Get the chit chat over with
Your class are going to be excited. They won’t have seen many of their friends and classmates over the break, and will want to burn through valuable learning time catching up with them. It can be difficult or nigh-impossible to stop them from chatting – but why should you?
School is a chance for children and young adults to learn vital social skills, and we should support this. Allot five minutes at the start of the lesson for your class to reacquaint themselves with their neighbours; they will be all the more focused over the rest of the day for it.
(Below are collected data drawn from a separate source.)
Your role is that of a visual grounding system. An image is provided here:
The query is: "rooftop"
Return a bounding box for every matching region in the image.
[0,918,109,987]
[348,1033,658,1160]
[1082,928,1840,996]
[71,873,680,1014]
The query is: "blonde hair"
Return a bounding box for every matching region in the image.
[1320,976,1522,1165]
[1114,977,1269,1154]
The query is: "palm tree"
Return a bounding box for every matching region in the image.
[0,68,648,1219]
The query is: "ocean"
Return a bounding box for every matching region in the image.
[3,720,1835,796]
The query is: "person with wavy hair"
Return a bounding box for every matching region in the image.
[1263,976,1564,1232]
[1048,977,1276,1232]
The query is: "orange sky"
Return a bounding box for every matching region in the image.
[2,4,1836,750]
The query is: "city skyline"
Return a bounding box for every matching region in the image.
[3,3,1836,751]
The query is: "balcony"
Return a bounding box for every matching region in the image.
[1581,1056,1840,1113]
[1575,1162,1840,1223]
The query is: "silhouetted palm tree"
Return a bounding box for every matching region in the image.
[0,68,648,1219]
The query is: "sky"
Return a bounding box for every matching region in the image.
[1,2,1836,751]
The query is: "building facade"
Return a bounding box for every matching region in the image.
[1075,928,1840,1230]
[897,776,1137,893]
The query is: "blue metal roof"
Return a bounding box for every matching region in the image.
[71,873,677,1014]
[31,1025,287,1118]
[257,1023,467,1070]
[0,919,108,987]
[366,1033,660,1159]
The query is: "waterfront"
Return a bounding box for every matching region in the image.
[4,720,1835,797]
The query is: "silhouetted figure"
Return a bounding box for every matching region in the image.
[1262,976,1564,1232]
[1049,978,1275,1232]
Just be sure not to let the chit chat spill over too much into the rest of the day.
If you have EAL students, bear in mind that they might not have been speaking English at home as much as they would while at school, so this opportunity to flex their linguistic skills with their peers could make all the difference.
If you find that your students still aren’t able to focus on the task at hand, get them to write an account of what they did over the holidays so it’s purged from their mind.
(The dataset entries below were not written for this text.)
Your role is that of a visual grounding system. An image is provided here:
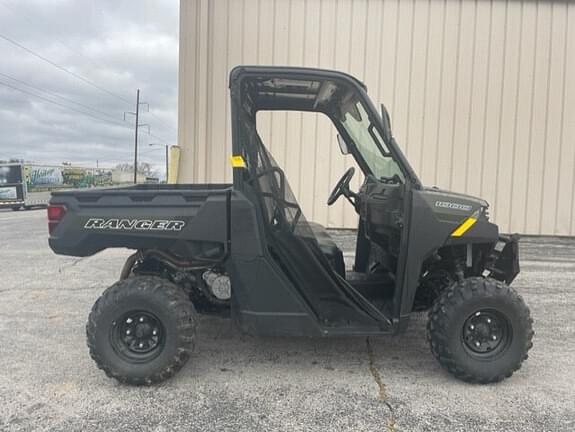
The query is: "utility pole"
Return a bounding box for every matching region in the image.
[165,145,169,182]
[124,89,149,184]
[133,89,140,184]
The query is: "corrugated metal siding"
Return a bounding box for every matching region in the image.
[178,0,575,235]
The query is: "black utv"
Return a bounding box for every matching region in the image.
[48,66,533,385]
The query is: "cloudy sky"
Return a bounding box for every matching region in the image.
[0,0,178,176]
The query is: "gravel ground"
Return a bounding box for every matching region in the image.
[0,209,574,431]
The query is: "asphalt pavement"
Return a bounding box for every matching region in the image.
[0,209,574,431]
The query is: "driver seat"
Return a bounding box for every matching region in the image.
[307,222,346,278]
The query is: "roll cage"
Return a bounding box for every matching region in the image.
[229,66,421,188]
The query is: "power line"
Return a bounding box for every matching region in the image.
[0,21,174,149]
[0,72,169,144]
[0,0,113,76]
[0,18,176,140]
[0,32,133,106]
[72,159,125,166]
[140,147,163,156]
[1,2,177,140]
[141,109,177,136]
[148,132,171,145]
[0,76,170,150]
[0,79,132,130]
[94,149,163,165]
[0,71,123,123]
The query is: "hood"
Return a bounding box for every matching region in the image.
[420,186,489,223]
[422,186,489,208]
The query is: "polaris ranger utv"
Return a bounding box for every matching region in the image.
[48,66,533,385]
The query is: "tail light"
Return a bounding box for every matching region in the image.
[47,204,67,235]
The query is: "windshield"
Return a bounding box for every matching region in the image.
[340,100,404,182]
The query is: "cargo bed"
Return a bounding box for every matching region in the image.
[48,183,233,258]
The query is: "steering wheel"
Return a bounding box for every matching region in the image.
[327,167,355,206]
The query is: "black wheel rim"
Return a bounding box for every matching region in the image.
[110,310,165,362]
[462,309,511,357]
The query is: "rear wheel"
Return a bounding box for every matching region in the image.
[427,277,533,383]
[87,276,197,385]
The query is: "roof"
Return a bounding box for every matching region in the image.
[229,65,367,91]
[229,65,368,112]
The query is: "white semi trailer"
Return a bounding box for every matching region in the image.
[0,163,54,210]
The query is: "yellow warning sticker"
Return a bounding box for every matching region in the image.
[451,217,477,237]
[230,155,246,168]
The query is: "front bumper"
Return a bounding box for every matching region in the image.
[487,234,520,284]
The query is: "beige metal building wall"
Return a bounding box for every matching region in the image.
[178,0,575,235]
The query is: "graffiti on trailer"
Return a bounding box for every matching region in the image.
[26,166,64,186]
[24,165,114,190]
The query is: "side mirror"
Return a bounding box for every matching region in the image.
[380,103,392,142]
[337,134,349,155]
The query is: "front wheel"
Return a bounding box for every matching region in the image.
[87,276,197,385]
[427,277,533,383]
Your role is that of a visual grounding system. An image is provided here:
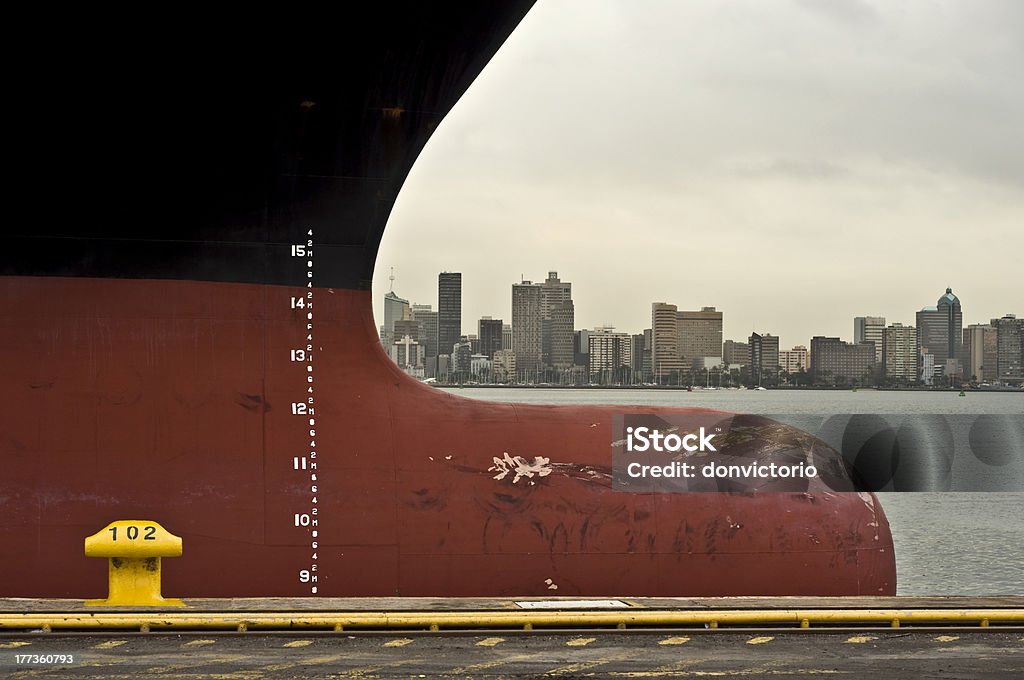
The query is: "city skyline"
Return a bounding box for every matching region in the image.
[373,1,1022,346]
[375,268,1016,349]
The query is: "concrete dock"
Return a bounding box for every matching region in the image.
[2,597,1022,678]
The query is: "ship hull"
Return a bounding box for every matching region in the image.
[0,277,894,597]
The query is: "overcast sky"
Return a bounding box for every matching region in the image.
[373,0,1023,348]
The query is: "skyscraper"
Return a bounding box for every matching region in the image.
[963,323,998,383]
[411,304,437,360]
[652,302,685,380]
[854,316,886,364]
[678,307,724,361]
[749,332,779,385]
[992,314,1024,385]
[381,290,410,346]
[512,280,542,376]
[478,317,503,359]
[810,337,875,385]
[437,272,462,364]
[883,323,918,384]
[549,300,575,368]
[916,287,962,381]
[588,327,633,383]
[539,271,572,368]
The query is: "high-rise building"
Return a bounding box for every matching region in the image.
[588,327,633,382]
[652,302,686,379]
[631,333,646,378]
[678,307,723,360]
[963,324,998,383]
[437,273,462,366]
[778,346,808,374]
[393,319,419,343]
[537,272,572,368]
[389,334,424,369]
[549,300,575,368]
[749,332,779,384]
[478,317,503,359]
[854,316,885,364]
[382,290,410,346]
[916,287,962,381]
[451,336,473,376]
[642,328,653,378]
[574,329,591,368]
[883,323,918,383]
[512,280,542,375]
[411,304,437,359]
[502,324,512,351]
[539,271,571,319]
[810,337,876,385]
[492,349,517,382]
[992,314,1024,385]
[723,340,750,367]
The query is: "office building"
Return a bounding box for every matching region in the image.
[963,324,998,383]
[652,302,686,379]
[749,332,780,384]
[778,346,808,374]
[549,300,575,368]
[588,327,633,382]
[883,323,918,383]
[854,316,886,364]
[916,287,962,381]
[723,340,750,367]
[512,280,542,375]
[381,290,410,346]
[678,306,723,360]
[437,273,462,366]
[478,317,503,359]
[410,304,438,360]
[992,314,1024,385]
[810,337,875,385]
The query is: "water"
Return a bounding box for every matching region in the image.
[442,387,1024,595]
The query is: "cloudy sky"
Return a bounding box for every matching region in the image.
[374,0,1023,348]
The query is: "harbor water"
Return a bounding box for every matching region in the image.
[443,387,1024,595]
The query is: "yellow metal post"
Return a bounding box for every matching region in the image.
[84,520,184,607]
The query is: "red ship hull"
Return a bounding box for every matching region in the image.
[0,277,895,597]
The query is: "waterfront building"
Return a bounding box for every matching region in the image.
[588,327,633,383]
[550,300,575,368]
[963,324,998,383]
[778,346,808,374]
[512,280,542,375]
[916,287,962,382]
[437,273,462,369]
[478,317,503,359]
[451,336,473,377]
[574,329,591,368]
[652,302,686,380]
[678,307,723,360]
[723,340,750,367]
[411,304,437,360]
[470,354,491,378]
[854,316,886,364]
[382,290,410,346]
[749,332,780,385]
[882,323,918,383]
[992,314,1024,385]
[393,318,419,343]
[492,349,517,382]
[810,336,875,385]
[389,334,424,369]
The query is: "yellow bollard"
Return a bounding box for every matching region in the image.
[84,520,184,606]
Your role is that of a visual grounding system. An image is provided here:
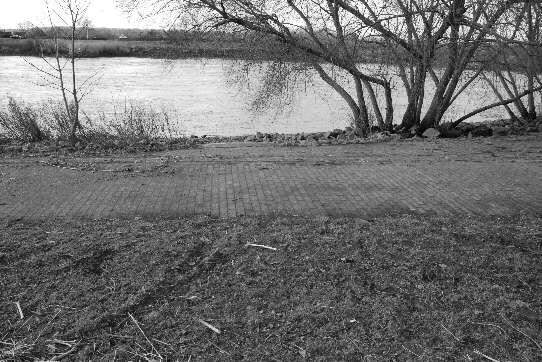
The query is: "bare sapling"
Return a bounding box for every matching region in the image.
[25,0,98,144]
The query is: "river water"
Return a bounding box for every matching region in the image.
[0,56,507,136]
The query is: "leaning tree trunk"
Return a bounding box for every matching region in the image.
[525,3,537,120]
[353,76,370,136]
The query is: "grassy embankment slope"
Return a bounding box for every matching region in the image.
[1,214,541,361]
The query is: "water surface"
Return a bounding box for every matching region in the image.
[1,56,508,136]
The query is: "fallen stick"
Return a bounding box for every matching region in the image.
[50,344,79,361]
[196,319,221,334]
[14,302,24,319]
[246,243,277,251]
[473,349,501,362]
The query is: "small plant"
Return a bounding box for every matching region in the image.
[105,102,177,142]
[0,98,47,142]
[40,102,78,140]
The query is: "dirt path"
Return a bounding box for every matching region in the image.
[1,134,541,220]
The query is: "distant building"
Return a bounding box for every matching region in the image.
[119,34,128,40]
[0,31,12,38]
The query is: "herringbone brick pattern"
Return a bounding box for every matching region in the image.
[1,137,541,220]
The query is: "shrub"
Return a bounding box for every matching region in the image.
[105,102,177,142]
[40,102,76,140]
[0,98,47,142]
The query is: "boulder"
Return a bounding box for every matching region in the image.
[492,126,510,137]
[244,135,257,142]
[457,122,477,133]
[422,128,441,139]
[439,127,464,138]
[469,124,493,137]
[329,128,343,138]
[6,145,23,153]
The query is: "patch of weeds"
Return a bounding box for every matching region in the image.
[104,102,180,143]
[0,98,48,142]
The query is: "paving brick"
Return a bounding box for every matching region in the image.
[1,138,542,221]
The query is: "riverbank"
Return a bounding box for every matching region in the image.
[0,37,406,62]
[1,117,541,157]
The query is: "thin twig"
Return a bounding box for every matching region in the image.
[501,313,542,352]
[246,243,277,251]
[473,349,501,362]
[440,323,460,342]
[128,313,163,360]
[50,343,79,361]
[14,302,24,320]
[196,318,221,334]
[209,340,230,355]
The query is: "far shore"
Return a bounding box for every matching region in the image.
[0,37,425,64]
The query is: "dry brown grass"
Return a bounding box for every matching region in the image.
[1,214,541,361]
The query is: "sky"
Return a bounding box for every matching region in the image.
[0,0,161,29]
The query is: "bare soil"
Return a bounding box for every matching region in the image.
[1,214,541,361]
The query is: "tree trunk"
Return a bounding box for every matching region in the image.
[353,76,369,136]
[525,4,537,120]
[70,20,80,145]
[481,73,518,121]
[383,81,394,130]
[362,79,384,129]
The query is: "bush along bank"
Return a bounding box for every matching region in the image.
[1,118,541,156]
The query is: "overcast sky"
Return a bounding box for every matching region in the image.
[0,0,160,29]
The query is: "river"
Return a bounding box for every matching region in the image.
[0,56,507,136]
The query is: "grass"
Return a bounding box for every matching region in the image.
[0,98,46,142]
[1,214,541,361]
[102,102,180,142]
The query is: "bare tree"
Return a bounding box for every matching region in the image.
[121,0,396,136]
[481,1,542,123]
[125,0,540,134]
[26,0,94,143]
[332,0,541,132]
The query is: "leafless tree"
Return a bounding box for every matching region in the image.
[333,0,542,132]
[480,1,542,123]
[26,0,96,143]
[124,0,541,134]
[121,0,397,136]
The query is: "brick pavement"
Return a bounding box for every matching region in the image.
[1,136,541,220]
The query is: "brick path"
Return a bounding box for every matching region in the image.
[1,136,541,220]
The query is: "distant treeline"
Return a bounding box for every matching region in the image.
[2,26,172,41]
[0,28,531,70]
[0,30,396,62]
Get them back into the classroom mindset
You’re the architect of your classroom ethos and mindset, but you can’t control what happens at home. There’s a number of things that could happen over the holidays to cause students to pick up habits that aren’t compatible with your style of teaching, and forget the key principles that make your lessons tick.
First and foremost, go back over your classroom and school policies and ask your students to fill in what happens next with classroom procedures. Get them to engage with your teaching process, and remind them why they’re here.
Every cohort includes those children who will forget their school supplies at every possible opportunity. You can help them out by handing out spare pencils that they can use for the rest of the day. It’s an inexpensive gesture, but it could make a big difference to how they approach the rest of the new year.
Not all goals have to be formally assessed. The perennial activity of setting New Year’s resolutions is used again and again in schools because it works. It encourages children to think about what they really care about and results in goals that hold real relevance and meaning to them – which, ultimately, drives internal motivation.
A particularly effective way to set New Year’s resolutions is to think of one thing to stop doing, one thing to start doing, one thing to continue doing in the new year.
This is also a great way to reintroduce organisation skills and planners. Your students can write their goals into their planners and refer back to them throughout the year.